Why the 6 in relu6?
Tensorflows documentation (https://www.tensorflow.org/api_docs/python/tf/nn/relu6) points to the following paper:
... First, we cap the units at 6, so our ReLU activation function is y = min(max(x, 0), 6). In our tests, this encourages the model to learn sparse features earlier. In the formulation of [8], this is equivalent to imagining that each ReLU unit consists of only 6 replicated bias-shifted Bernoulli units, rather than an infinute amount. We will refer to ReLU units capped at n as ReLU-n units.

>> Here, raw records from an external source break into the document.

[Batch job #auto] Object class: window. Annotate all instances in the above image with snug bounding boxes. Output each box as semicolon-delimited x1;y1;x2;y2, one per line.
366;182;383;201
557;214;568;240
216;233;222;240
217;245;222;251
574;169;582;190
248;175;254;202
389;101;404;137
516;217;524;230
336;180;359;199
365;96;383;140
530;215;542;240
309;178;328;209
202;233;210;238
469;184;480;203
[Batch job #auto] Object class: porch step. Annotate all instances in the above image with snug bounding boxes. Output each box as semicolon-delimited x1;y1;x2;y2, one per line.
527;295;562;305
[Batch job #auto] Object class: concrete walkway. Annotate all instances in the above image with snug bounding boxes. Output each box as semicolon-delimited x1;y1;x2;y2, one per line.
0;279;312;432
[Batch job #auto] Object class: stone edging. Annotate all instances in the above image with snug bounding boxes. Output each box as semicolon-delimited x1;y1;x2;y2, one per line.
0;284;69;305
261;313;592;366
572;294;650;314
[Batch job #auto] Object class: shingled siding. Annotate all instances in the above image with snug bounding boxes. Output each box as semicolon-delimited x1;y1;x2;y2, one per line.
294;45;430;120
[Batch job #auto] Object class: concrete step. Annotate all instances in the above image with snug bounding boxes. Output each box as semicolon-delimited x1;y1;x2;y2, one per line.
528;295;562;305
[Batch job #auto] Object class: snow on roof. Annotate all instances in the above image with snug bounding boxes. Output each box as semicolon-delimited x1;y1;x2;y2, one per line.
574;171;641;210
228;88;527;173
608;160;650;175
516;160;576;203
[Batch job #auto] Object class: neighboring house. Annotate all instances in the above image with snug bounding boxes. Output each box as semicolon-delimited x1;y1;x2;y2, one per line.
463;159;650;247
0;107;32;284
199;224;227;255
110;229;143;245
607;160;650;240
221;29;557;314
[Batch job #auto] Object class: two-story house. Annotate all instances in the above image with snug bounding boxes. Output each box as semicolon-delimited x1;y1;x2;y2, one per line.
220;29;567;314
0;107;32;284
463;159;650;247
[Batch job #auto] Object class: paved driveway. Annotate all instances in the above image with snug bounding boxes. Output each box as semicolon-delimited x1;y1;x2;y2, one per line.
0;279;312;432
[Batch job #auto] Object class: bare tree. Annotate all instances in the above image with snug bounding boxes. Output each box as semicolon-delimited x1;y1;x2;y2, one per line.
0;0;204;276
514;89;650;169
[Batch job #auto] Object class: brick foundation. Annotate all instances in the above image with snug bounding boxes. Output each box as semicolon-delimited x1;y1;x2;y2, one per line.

http://www.cs.utoronto.ca/~kriz/conv-cifar10-aug2010.pdf
Since it originates from the paper, I suspect that they tested it with different n's and got the best results for their testset with n=6.
From this reddit thread:
This is useful in making the networks ready for fixed-point inference. If you unbound the upper limit, you lose too many bits to the Q part of a Q.f number. Keeping the ReLUs bounded by 6 will let them take a max of 3 bits (upto 8) leaving 4/5 bits for .f
It seems, then, that 6 is just an arbitrary value chosen according to the number of bits you want to be able to compress your network's trained parameters into. As per the "why" only the version with value 6 is implemented, I assume it's because that's the value that fits best in 8 bits, which probably is the most common use-case.